Nachdem der Sachverständige Dr.K. in seinem nervenärztlichen Gutachten vom 23.03.2000 eine Rückenmarksbeteiligung im Rahmen des Unfallereignisses, vegetative Störungen und spastische Erscheinungen im Bereich der unteren Extremitäten ebenso ausschloss wie eine Claudicatio spinalis und auf seinem Fachgebiet keine eigenständigen Gesundheitsstörungen, die als Behinderungen anzusehen wären, feststellen konnte, bestehen keine Anhaltspunkte für das Vorliegen eines höheren Gesamt-GdB als 70.

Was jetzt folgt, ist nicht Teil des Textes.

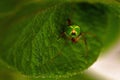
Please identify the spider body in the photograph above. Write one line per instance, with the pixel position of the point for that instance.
(73, 33)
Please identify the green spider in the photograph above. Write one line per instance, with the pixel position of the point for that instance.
(73, 32)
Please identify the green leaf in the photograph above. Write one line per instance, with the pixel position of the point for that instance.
(31, 43)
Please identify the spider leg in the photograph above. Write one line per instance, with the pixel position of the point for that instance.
(68, 22)
(85, 42)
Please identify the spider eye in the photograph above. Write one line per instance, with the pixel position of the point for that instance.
(73, 34)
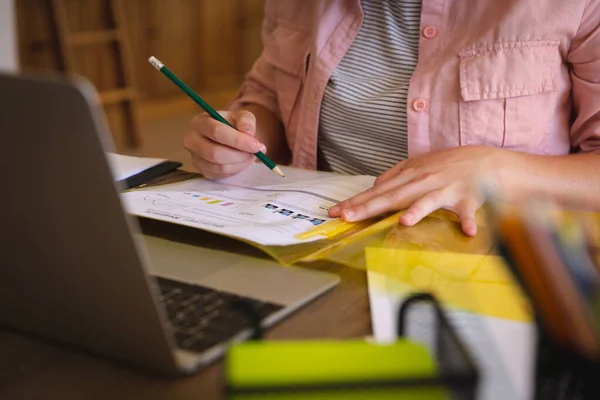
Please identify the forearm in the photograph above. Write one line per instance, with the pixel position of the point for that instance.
(270, 131)
(572, 179)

Nachdem auch der Sachverständige Dr.T. letztendlich einräumt, der Kläger sei bessergestellt als ein Beinamputierter, wobei er die Besserstellung allerdings als unwesentlich ansieht, kann der Kläger, wie es die "Anhaltspunkte" verlangen, auch nicht einem Doppelbeinamputierten gleichgesetzt werden. Insoweit betont der Sachverständige Dr.F. zutreffend, dass ein Doppeloberschenkelamputierter nicht in der Lage ist, auch nur einen einzigen Schritt ohne Hilfsmittel (Prothesen) zurückzulegen, während der Kläger anlässlich der Untersuchung barfuss ohne jegliches Hilfsmittel innerhalb des Untersuchungszimmers gehen konnte, wenn auch nur mühsam. Bezüglich der vom Sachverständigen Dr.F. angeschnittenen Frage der Möglichkeit des Tragens orthopädischer Schuhe weist der Sachverständige Dr.K. darauf hin, dass bei ihm der Kläger mit relativ hohen Schaftschuhen zur Untersuchung erschien, mit welchen er nach eigenen Angaben eine ausreichende Stabilität im Bereich beider Sprunggelenke erreiche; unter Berücksichtigung dieser Angaben dürfte auch das Tragen orthopädischer Schuhe möglich sein; bei geführtem Gehen seien dem Kläger auch Fersen- und Zehenstand möglich gewesen, allerdings nur unter Schmerzen.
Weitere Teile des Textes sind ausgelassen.